On Wed, Mar 4, 2020 at 9:41 AM Kris Karas <linux-1993@xxxxxxxxxxxxxxxx> wrote:
>
> Resending this to all the original CCs per suggestion of Dmitry.
> I'm not a member of linux-crypto, no idea if it will bounce; in any
> case, the OOPS I saw does not appear to be crypto related.
>
> Dmitry Vyukov wrote:
> > syzbot wrote:
> >> Call Trace:
> >> <IRQ>
> >> __dump_stack lib/dump_stack.c:77 [inline]
> >> dump_stack+0x197/0x210 lib/dump_stack.c:118
> >> nmi_cpu_backtrace.cold+0x70/0xb2 lib/nmi_backtrace.c:101
> >> nmi_trigger_cpumask_backtrace+0x23b/0x28b lib/nmi_backtrace.c:62
> >> arch_trigger_cpumask_backtrace+0x14/0x20
> >> arch/x86/kernel/apic/hw_nmi.c:38
> >> trigger_single_cpu_backtrace include/linux/nmi.h:164 [inline]
> >> rcu_dump_cpu_stacks+0x183/0x1cf kernel/rcu/tree_stall.h:254
> >> print_cpu_stall kernel/rcu/tree_stall.h:475 [inline]
> >> check_cpu_stall kernel/rcu/tree_stall.h:549 [inline]
> >> rcu_pending kernel/rcu/tree.c:3030 [inline]
> >> rcu_sched_clock_irq.cold+0x51a/0xc37 kernel/rcu/tree.c:2276
> >> update_process_times+0x2d/0x70 kernel/time/timer.c:1726
> >> tick_sched_handle+0xa2/0x190 kernel/time/tick-sched.c:171
> >> tick_sched_timer+0x53/0x140 kernel/time/tick-sched.c:1314
> >> __run_hrtimer kernel/time/hrtimer.c:1517 [inline]
> >> __hrtimer_run_queues+0x364/0xe40 kernel/time/hrtimer.c:1579
> >> hrtimer_interrupt+0x314/0x770 kernel/time/hrtimer.c:1641
> >> local_apic_timer_interrupt arch/x86/kernel/apic/apic.c:1119 [inline]

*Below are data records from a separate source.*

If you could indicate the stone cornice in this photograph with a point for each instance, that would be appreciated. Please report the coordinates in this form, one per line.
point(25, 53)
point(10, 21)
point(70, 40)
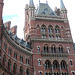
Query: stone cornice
point(61, 40)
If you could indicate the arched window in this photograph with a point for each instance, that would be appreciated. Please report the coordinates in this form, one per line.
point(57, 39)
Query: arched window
point(46, 73)
point(5, 46)
point(40, 73)
point(53, 49)
point(55, 64)
point(21, 58)
point(51, 36)
point(21, 70)
point(10, 51)
point(15, 55)
point(14, 68)
point(9, 64)
point(72, 73)
point(63, 65)
point(47, 64)
point(46, 48)
point(58, 36)
point(50, 29)
point(27, 72)
point(4, 60)
point(60, 49)
point(39, 62)
point(43, 28)
point(49, 73)
point(38, 48)
point(27, 61)
point(71, 62)
point(57, 30)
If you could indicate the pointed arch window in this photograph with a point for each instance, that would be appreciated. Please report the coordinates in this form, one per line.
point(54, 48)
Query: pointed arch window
point(27, 72)
point(55, 64)
point(60, 49)
point(47, 64)
point(43, 28)
point(50, 29)
point(40, 73)
point(15, 55)
point(63, 65)
point(5, 46)
point(46, 48)
point(4, 60)
point(9, 64)
point(71, 62)
point(21, 70)
point(53, 49)
point(14, 68)
point(57, 30)
point(72, 73)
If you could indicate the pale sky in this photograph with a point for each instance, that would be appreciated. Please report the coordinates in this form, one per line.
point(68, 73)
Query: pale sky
point(14, 11)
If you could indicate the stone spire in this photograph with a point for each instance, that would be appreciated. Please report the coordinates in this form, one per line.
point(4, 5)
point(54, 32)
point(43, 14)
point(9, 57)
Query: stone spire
point(31, 3)
point(62, 4)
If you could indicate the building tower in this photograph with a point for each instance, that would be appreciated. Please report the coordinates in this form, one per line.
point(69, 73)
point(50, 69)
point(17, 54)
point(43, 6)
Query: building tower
point(50, 36)
point(29, 29)
point(1, 9)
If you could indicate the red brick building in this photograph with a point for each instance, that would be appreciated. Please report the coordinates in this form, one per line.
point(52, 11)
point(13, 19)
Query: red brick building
point(47, 48)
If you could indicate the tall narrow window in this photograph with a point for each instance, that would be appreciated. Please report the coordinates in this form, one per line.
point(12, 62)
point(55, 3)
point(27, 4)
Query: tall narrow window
point(72, 73)
point(5, 46)
point(27, 61)
point(38, 49)
point(9, 51)
point(71, 62)
point(15, 55)
point(39, 62)
point(40, 73)
point(68, 50)
point(21, 70)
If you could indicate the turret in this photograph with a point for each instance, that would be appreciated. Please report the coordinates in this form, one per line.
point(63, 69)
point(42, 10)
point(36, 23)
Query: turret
point(63, 11)
point(29, 21)
point(31, 9)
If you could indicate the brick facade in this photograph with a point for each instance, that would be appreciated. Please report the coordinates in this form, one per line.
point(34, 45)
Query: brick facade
point(47, 48)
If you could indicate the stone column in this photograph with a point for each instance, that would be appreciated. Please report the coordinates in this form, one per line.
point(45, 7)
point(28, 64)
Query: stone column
point(68, 69)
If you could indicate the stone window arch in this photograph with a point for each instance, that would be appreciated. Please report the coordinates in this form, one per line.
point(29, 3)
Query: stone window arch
point(63, 64)
point(50, 29)
point(43, 28)
point(21, 70)
point(46, 48)
point(53, 49)
point(55, 64)
point(57, 29)
point(5, 46)
point(9, 64)
point(27, 71)
point(14, 68)
point(60, 48)
point(47, 64)
point(4, 60)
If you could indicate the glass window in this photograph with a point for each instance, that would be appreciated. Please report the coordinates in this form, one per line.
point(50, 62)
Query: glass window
point(40, 73)
point(72, 73)
point(71, 62)
point(39, 62)
point(38, 49)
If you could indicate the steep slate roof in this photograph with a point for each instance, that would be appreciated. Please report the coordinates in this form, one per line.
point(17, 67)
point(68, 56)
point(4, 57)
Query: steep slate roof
point(62, 4)
point(44, 9)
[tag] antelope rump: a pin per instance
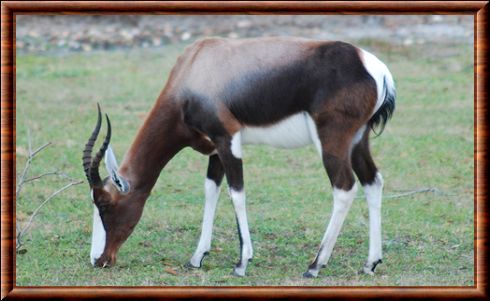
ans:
(222, 94)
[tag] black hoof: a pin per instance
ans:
(190, 266)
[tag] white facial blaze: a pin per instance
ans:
(236, 145)
(373, 196)
(98, 237)
(211, 191)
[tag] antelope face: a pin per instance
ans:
(117, 209)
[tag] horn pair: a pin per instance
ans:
(91, 165)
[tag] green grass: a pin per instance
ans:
(427, 237)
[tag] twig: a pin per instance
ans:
(29, 222)
(421, 190)
(407, 193)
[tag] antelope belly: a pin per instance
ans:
(292, 132)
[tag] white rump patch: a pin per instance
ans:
(378, 71)
(98, 237)
(295, 131)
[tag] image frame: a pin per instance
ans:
(9, 10)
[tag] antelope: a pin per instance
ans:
(224, 93)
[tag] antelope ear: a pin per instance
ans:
(119, 182)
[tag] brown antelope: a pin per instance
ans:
(221, 94)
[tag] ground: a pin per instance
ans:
(429, 143)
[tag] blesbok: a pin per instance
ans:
(221, 94)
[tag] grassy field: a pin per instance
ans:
(427, 237)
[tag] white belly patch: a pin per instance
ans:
(292, 132)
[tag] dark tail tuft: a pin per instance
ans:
(380, 118)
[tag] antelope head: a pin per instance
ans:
(117, 209)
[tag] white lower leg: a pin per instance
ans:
(373, 196)
(238, 198)
(211, 192)
(342, 201)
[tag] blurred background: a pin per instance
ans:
(88, 33)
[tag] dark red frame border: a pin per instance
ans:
(479, 9)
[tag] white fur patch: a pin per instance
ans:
(378, 71)
(373, 194)
(358, 136)
(211, 191)
(292, 132)
(98, 237)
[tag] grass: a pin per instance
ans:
(427, 237)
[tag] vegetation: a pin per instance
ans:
(429, 143)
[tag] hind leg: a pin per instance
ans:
(372, 182)
(212, 183)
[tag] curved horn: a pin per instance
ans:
(87, 152)
(94, 166)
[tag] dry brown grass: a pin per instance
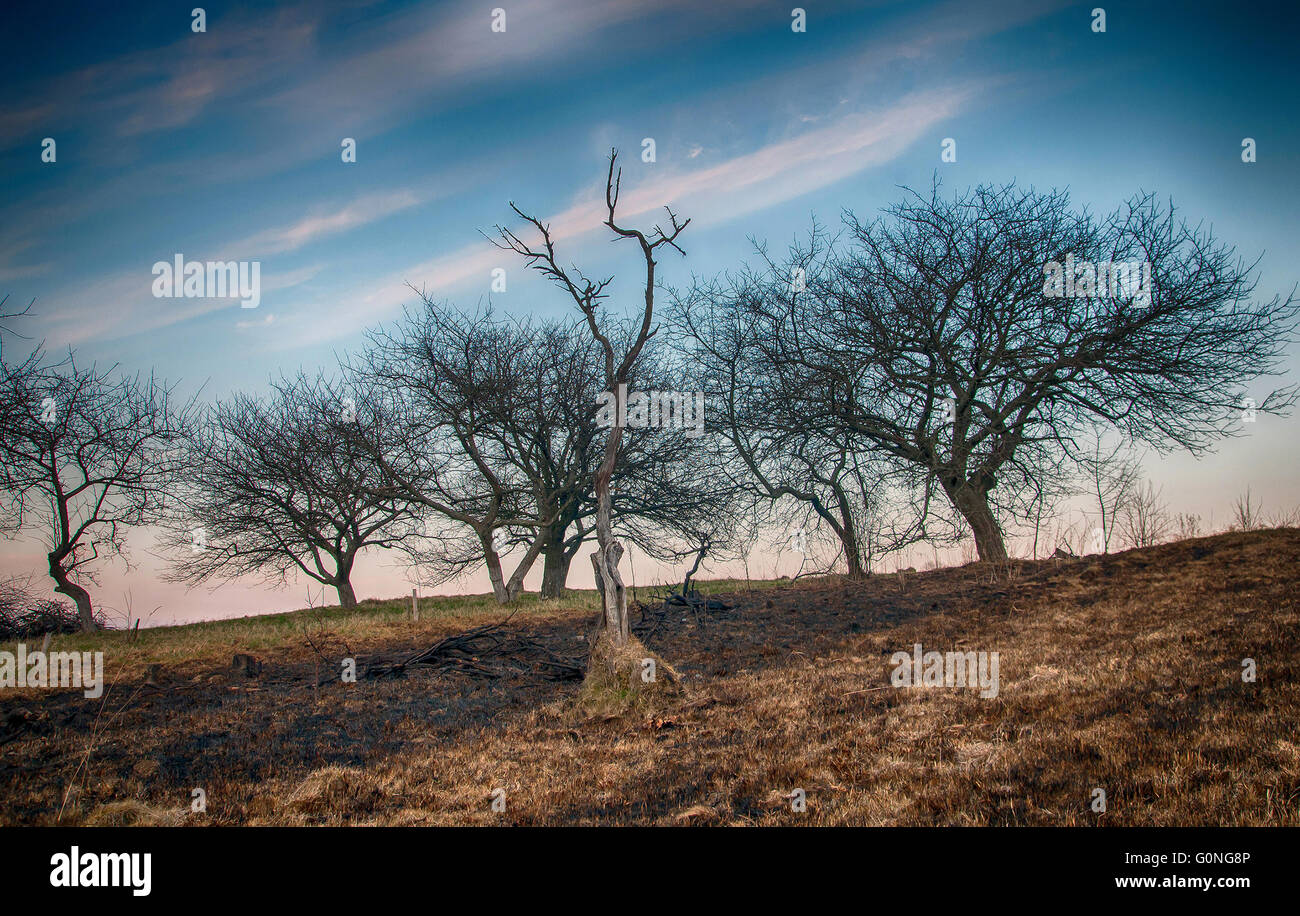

> >> smp_apic_timer_interrupt+0x160/0x610 arch/x86/kernel/apic/apic.c:1144
> >> apic_timer_interrupt+0xf/0x20 arch/x86/entry/entry_64.S:829
> >> </IRQ>
> >>
> > +lib/mpi maintainers
> >
> > I wonder if this can also be triggered by remote actors (tls, wifi,
> > usb, etc).
> >
>
> This looks somewhat similar to an OOPS + rcu stall I reported earlier in
> reply to Greg KH's announcement of 5.5.7:
>
> rcu: INFO: rcu_sched self-detected stall on CPU
> rcu: 14-....: (20999 ticks this GP)
> idle=216/1/0x4000000000000002 softirq=454/454 fqs=5250
> (t=21004 jiffies g=-755 q=1327)
> NMI backtrace for cpu 14
> CPU: 14 PID: 520 Comm: pidof Tainted: G D 5.5.7 #1
> Hardware name: To Be Filled By O.E.M. To Be Filled By O.E.M./X470
> Taichi, BIOS P3.50 07/18/2019
> Call Trace:
> <IRQ>
> dump_stack+0x50/0x70
> nmi_cpu_backtrace.cold+0x14/0x53
> ? lapic_can_unplug_cpu.cold+0x44/0x44
> nmi_trigger_cpumask_backtrace+0x7b/0x88
> rcu_dump_cpu_stacks+0x7b/0xa9
> rcu_sched_clock_irq.cold+0x152/0x39b
> update_process_times+0x1f/0x50
> tick_sched_timer+0x40/0x90
> ? tick_sched_do_timer+0x50/0x50
> __hrtimer_run_queues+0xdd/0x180
> hrtimer_interrupt+0x108/0x230
> smp_apic_timer_interrupt+0x53/0xa0
> apic_timer_interrupt+0xf/0x20
> </IRQ>
>
> I don't have a reproducer for it, either. It showed up in 5.5.7 (but
> might be from earlier as it reproduces so infrequently).

Hi Kris,

What follows after this stack? That's the most interesting part. The
part that you showed is common for all stalls and does not mean much,
besides the fact that there is a stall. These can well be very
different stalls in different parts of kernel.